Best of the Week — First Winner

Deep reporting on a failed KKK murder plot reveals white supremacists working in Florida prison

Some stories just stick with a journalist. For AP investigative reporter Jason Dearen, a sparse 2015 announcement — three currrent or former Florida prison guards, identified by the FBI as Ku Klux Klansmen, had been arrested for plotting a former inmate’s murder — sparked a yearslong reporting effort.

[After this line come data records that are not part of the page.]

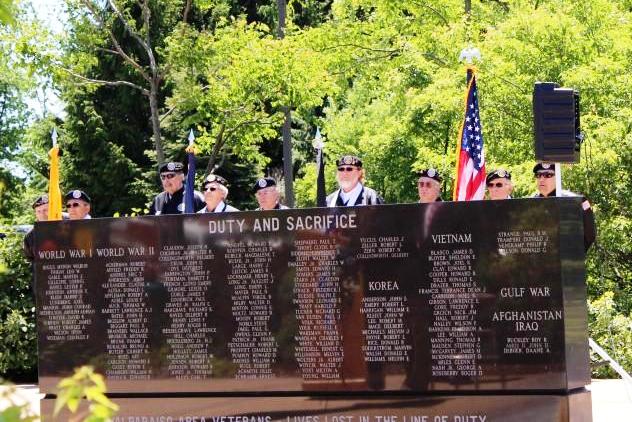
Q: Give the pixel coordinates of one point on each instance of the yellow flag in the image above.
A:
(54, 193)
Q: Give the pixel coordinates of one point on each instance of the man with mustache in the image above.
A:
(352, 192)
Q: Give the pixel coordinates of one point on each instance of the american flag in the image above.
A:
(470, 171)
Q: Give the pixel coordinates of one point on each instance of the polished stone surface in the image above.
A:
(479, 296)
(574, 407)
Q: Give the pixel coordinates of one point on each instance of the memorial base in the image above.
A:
(575, 406)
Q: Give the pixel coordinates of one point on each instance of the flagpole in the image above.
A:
(321, 193)
(54, 192)
(189, 189)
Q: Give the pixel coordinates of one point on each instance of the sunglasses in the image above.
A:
(495, 185)
(547, 175)
(165, 176)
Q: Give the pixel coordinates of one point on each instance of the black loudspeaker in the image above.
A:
(556, 123)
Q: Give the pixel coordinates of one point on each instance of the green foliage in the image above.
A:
(6, 11)
(16, 407)
(612, 331)
(18, 348)
(88, 385)
(380, 78)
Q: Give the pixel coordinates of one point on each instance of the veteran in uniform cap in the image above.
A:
(40, 207)
(352, 192)
(78, 205)
(267, 195)
(215, 189)
(429, 186)
(171, 199)
(545, 178)
(499, 184)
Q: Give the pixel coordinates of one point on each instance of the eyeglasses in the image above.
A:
(164, 176)
(495, 185)
(546, 175)
(266, 191)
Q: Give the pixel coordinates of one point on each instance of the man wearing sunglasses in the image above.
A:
(40, 207)
(267, 195)
(215, 189)
(499, 185)
(429, 186)
(545, 179)
(78, 205)
(352, 192)
(171, 199)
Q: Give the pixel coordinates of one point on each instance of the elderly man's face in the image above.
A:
(546, 181)
(348, 177)
(428, 189)
(267, 197)
(213, 195)
(499, 188)
(77, 209)
(172, 181)
(41, 212)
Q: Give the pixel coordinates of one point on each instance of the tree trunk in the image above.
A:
(288, 173)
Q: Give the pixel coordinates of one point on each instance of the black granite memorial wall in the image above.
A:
(482, 296)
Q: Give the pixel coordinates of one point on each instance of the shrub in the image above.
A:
(18, 346)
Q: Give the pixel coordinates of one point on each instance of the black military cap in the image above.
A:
(40, 200)
(78, 194)
(264, 182)
(171, 166)
(213, 178)
(544, 166)
(349, 160)
(498, 174)
(431, 173)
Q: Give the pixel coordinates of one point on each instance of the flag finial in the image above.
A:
(468, 55)
(53, 136)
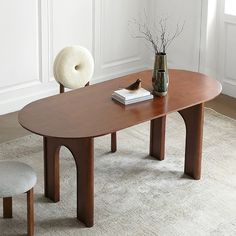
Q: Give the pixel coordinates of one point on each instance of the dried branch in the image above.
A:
(157, 35)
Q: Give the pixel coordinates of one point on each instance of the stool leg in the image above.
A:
(7, 207)
(30, 212)
(113, 142)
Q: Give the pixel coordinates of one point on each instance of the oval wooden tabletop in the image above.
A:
(90, 111)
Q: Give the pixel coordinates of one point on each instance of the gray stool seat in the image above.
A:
(15, 178)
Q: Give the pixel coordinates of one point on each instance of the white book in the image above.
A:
(128, 94)
(131, 101)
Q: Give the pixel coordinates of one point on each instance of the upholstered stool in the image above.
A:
(17, 178)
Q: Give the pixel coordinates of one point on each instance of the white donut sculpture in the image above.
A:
(73, 67)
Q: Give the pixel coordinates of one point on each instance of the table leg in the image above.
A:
(84, 159)
(83, 153)
(194, 119)
(157, 138)
(51, 168)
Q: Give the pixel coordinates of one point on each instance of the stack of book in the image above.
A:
(126, 96)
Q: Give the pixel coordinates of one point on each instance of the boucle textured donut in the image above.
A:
(73, 67)
(15, 178)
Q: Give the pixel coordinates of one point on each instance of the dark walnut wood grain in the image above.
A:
(74, 118)
(90, 111)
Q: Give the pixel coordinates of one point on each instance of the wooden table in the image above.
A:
(74, 118)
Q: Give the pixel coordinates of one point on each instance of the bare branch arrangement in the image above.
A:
(156, 34)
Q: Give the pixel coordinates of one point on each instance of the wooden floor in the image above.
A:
(10, 129)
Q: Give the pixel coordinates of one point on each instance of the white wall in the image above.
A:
(33, 31)
(184, 51)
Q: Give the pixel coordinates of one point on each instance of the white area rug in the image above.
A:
(135, 194)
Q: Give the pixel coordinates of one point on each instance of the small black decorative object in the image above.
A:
(135, 86)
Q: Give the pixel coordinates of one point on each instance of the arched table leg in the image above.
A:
(194, 119)
(83, 153)
(51, 168)
(113, 142)
(157, 138)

Dearen’s big break came last summer when trial transcripts revealed an FBI informant was the star witness against the KKK members, his secret recordings providing a rare, detailed look at the inner workings of the klan cell and the domestic terrorism probe. Dearen and visual journalist David Goldman retraced the klansmen’s steps through Palatka, Florida, then producers Marshall Ritzel, Samantha Shotzbarger and Peter Hamlin stepped in to create a riveting online presentation.

The resulting all-formats package had immediate impact, with Florida papers featuring it on home pages and front pages, and prompting calls for investigations into white supremacy among prison workers. The story found 360,000 readers on AP News and kept them there for an average of more than five minutes — longer than any other AP story in memory.

For dogged reporting and an immersive all-formats narrative that exposes a salient, timely issue, Dearan, Goldman, Ritzel, Shotzbarger and Hamlin win AP’s Best of the Week award.